Michael Decter Commentary

The year started with a market wide relief rally for stocks and continued to rise on the back of a resolution to the Greek debt restructuring and positive US economic data. The unemployment rate fell to 8.3% (from 9.0%), and auto sales trended higher (over 15 million annualized rate in February). Unfortunately, the market gave up some of its gains towards the end of the first quarter as concerns about a hard landing in China increased. The markets were disappointed that the US Federal Reserve Bank Chairman, Ben Bernanke, does not see the need for QE3. We interpret the Fed’s commentary as positive, since Bernanke likely see signs of sustainable growth in the US economy.

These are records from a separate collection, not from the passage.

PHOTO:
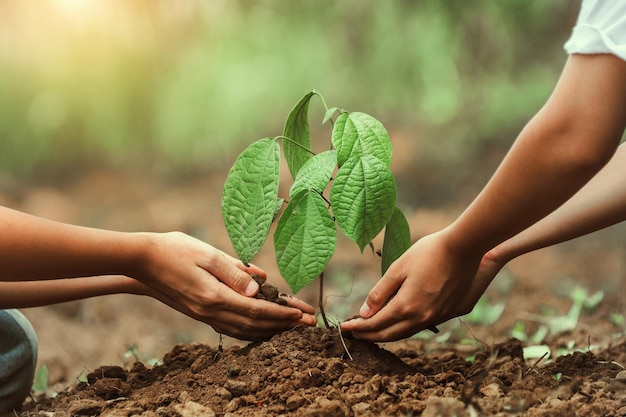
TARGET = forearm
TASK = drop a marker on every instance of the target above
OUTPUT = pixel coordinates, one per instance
(599, 204)
(39, 293)
(558, 152)
(32, 248)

The Redwood Diversified Income Fund was up 6.19% in Q1 outperforming the benchmark which was up 3.39%. Holdings which provided significant contribution to the fund during the quarter included; Whiterock REIT up 26% and Provident Energy up 22%. Both names received takeover bids during the quarter. Canfor Pulp was up 21% after suffering from tax loss selling late last year.

For the remainder of 2012 we believe equities will provide healthy returns, specifically Canadian based companies focused in energy and domestic markets. With interest rates expected to remain low in the medium term (24 months) we do forecast dividend paying stocks and higher yielding short term bonds to offer solid returns without the volatility of non-dividend paying stocks. Many companies with sound balance sheets have access to low cost debt and should be able to peruse growth opportunities now that the US economy has stabilized. Not all is rosy however, the highly indebted European countries will continue to be a drag on the global economy thus we believe stock selection will be important. A slowing China remains a risk, but given the array of tools it has at its disposal to re-stimulate its economy we are less concerned and would not be surprised if we saw some form of stimulus by the Chinese government in the second half of the year if the domestic economy is sluggish.